Thursday November 7th, 2013 - 10:52AM
My father spent some 30-plus years of his life as an esteemed member of the New York Stock Exchange (NYSE). During this time, he rode the emotional roller coaster of countless market rallies and free falls, both of which resulted in plenty of stress—so much so that after I spent a summer working down on the NYSE during college and expressed an interest in making a career of it, he told me to try something less stressful like journalism. Oh well, live and learn I guess.
Anyway, with this in mind, you should understand why the November 7 issue's cover story on Wall Street and the lodging industry is near and dear to my heart. Our coverage provides a comprehensive look at the profound impact of Wall Street on the lodging sector from several perspectives, including the REITs and the brand companies. In the 13-plus years I’ve been covering the industry, I’ve seen first-hand the evolution of how the industry is viewed by investors.
It is quite clear that everyone is enamored with the select-service model these days from an investment standpoint and it makes sense. However, one thing we as an industry need to keep in mind is that at its core, hospitality is still very much about the people and that will never change.

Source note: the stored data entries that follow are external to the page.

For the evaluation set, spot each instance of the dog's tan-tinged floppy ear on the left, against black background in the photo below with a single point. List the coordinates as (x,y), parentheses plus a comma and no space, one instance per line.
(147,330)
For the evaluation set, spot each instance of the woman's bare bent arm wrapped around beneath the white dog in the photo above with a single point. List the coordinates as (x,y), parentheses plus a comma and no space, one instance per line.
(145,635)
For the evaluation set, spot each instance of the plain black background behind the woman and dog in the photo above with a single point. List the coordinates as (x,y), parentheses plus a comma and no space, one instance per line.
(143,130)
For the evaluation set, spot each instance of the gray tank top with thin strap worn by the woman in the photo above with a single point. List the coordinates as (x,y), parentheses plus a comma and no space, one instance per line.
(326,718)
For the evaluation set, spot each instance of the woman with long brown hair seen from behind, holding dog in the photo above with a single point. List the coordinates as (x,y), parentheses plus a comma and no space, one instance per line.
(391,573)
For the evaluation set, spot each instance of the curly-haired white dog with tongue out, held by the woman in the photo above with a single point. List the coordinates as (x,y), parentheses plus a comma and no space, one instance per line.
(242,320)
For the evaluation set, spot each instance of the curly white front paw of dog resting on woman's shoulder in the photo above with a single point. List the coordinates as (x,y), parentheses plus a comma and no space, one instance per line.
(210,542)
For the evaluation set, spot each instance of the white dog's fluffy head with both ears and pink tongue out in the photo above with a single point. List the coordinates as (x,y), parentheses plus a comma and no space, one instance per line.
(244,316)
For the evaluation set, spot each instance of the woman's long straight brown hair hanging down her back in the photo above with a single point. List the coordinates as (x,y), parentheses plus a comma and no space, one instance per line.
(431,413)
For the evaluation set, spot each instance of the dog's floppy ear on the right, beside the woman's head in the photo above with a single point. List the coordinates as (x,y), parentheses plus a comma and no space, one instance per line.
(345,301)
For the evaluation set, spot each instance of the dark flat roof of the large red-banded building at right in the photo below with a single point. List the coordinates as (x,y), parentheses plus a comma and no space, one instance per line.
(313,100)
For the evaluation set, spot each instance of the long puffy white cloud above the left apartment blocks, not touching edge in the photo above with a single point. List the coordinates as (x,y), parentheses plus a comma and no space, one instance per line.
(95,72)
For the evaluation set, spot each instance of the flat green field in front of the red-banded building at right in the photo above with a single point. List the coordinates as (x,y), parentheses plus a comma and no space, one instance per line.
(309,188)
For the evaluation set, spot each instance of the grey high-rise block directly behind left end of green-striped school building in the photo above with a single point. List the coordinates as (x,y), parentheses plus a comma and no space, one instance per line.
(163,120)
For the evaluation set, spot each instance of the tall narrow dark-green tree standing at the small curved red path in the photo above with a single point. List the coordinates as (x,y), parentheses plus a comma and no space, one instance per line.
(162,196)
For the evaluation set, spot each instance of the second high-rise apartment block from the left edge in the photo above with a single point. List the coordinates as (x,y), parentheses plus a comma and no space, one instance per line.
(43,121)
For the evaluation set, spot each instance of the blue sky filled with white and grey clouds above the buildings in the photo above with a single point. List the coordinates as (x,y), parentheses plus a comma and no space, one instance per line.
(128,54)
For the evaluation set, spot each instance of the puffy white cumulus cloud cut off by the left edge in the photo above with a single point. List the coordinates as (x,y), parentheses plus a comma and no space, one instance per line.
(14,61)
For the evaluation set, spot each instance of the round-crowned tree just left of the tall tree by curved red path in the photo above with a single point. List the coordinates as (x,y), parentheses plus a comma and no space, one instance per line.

As someone who travels regularly, I can tell you I rarely am impressed by the latest amenities in the guestroom or a free breakfast, but an engaged employee who rides the elevator and asks how my stay is going and if they can do anything to help tells me all I need to know about how the property is managed.
And that remains one of the concerns about the increasing influence of Wall Street and public companies on the industry. After all, bankers aren’t hoteliers. Are many of these companies going to be solely focused on the bottom line and not interested in guest satisfaction? Are capital improvements going to be put off as some of these firms look to flip the properties for a hefty profit?
Allow me to let you in on a little secret: Plenty of traditional hoteliers did the very same thing, particularly during the downturn when cash flow was an issue every month. And rest assured, plenty more of these owners did the same long after business had bounced back. The reality is at some point, it just makes good business sense to put money into a property or to bring in an experienced management firm that will put an emphasis on hospitality and guest satisfaction.
Here’s another little secret: While Wall Street seems to like the industry now, don’t expect that to last forever. Before long, another asset class will become the flavor of the month and hospitality will be left behind to the hoteliers—yet again.
My dad used to frequently refer to an old Wall Street saying: “The bulls and the bears make money and the pigs get slaughtered.” The saying means that despite what the famous Gordon Gekko—the fictional character from the movie Wall Street—said about “greed being good,” it can be dangerous. Hopefully, many investors have already learned that lesson, but only time will tell.